Cuando el azul del cielo se torna rojo, como tus labios. Cuando los pajarillos cesan su canto para ir a dormir, a tu cama. Cuando la noche se abalanza sobre mí para sumirme de nuevo en la soledad, en la oscuridad sin luz, en la tristeza sin lágrimas, en la locura sin razón. Entonces, apareces tú. Cierro los ojos. Tu sonrisa aparece en mi cabeza, tu mirada, tus besos… Es como si estuviera contigo, como si la luz de tu mirada iluminara mi oscuridad, mi soledad y mi locura. Es como si tus besos vinieran volando hasta mi boca, esperando una respuesta, un sólo movimiento. Es como si tu cuerpo ansiara tenerme a su lado, como si quisiera rozarme.
Mas abro los ojos y tú no estás, ni tus besos, ni tu cuerpo, ni tu mirada. Nada, no hay nada. Tan sólo mi habitación oscura, negra, negra desde que te fuiste, negra desde que tú no estás aquí, negra…
Cuando el primer rayo de luz que asesina a la madrugada penetra por mi ventana, yo muevo los ojos, molesta. Pero me resulta familiar. Es igual a la luz que tú antes desprendías sobre mí. Esa luz blanca que forma una silueta a lo lejos, en la oscuridad de la calle: tu silueta. Yo sonrío, mi corazón se acelera, mi sangre se altera y voy corriendo. Corro, y sigo corriendo. Te abrazo, pero me caigo al suelo. La realidad me despierta. ¡Cruel realidad! ¿Por qué los sueños no se cumplen? ¿Por qué si yo deseo ahora tenerte aquí no puede ser? ¿Por qué tengo que conformarme con tus recuerdos? ¿Por qué?
¿Por qué el negro de tus ojos no es igual que el negro de la oscuridad? No, no es igual. ¿Por qué? No lo sé.

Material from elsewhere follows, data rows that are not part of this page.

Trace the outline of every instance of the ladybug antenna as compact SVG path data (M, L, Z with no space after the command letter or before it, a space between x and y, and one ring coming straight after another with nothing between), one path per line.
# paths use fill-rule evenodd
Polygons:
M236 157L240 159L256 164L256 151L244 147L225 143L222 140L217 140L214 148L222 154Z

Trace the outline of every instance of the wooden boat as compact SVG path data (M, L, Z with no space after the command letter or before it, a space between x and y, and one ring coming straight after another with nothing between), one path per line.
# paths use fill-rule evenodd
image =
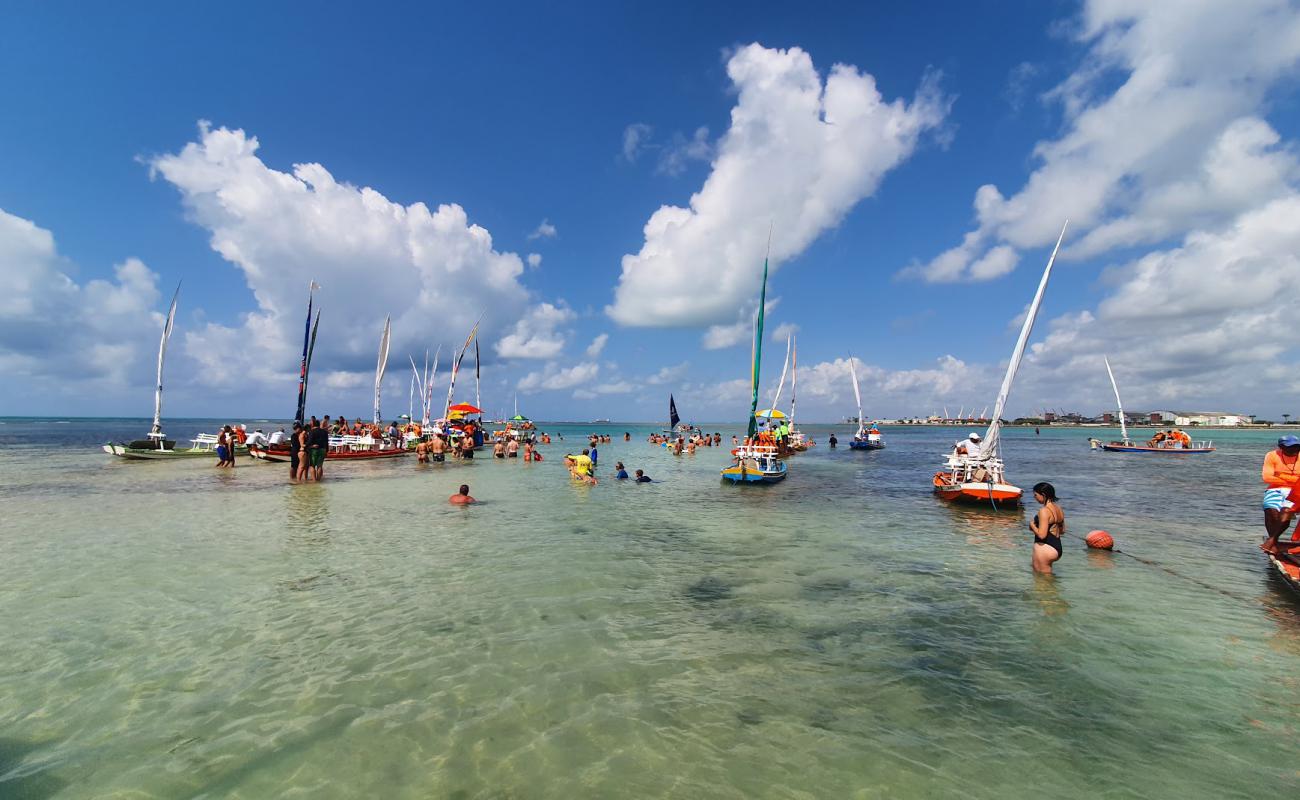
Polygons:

No puedo verte, pero sí sentir que me observas, que me miras, que me deseas, que me piensas aunque sea sólo un mísero minuto en todo el día. Sí, sé que me piensas. Como yo te pienso a ti. Como yo te deseo, sí, tú me piensas. Y si no lo haces, pensaré que sí, porque el dolor duele menos cuando una engaña a su propia alma. Sí, me piensas.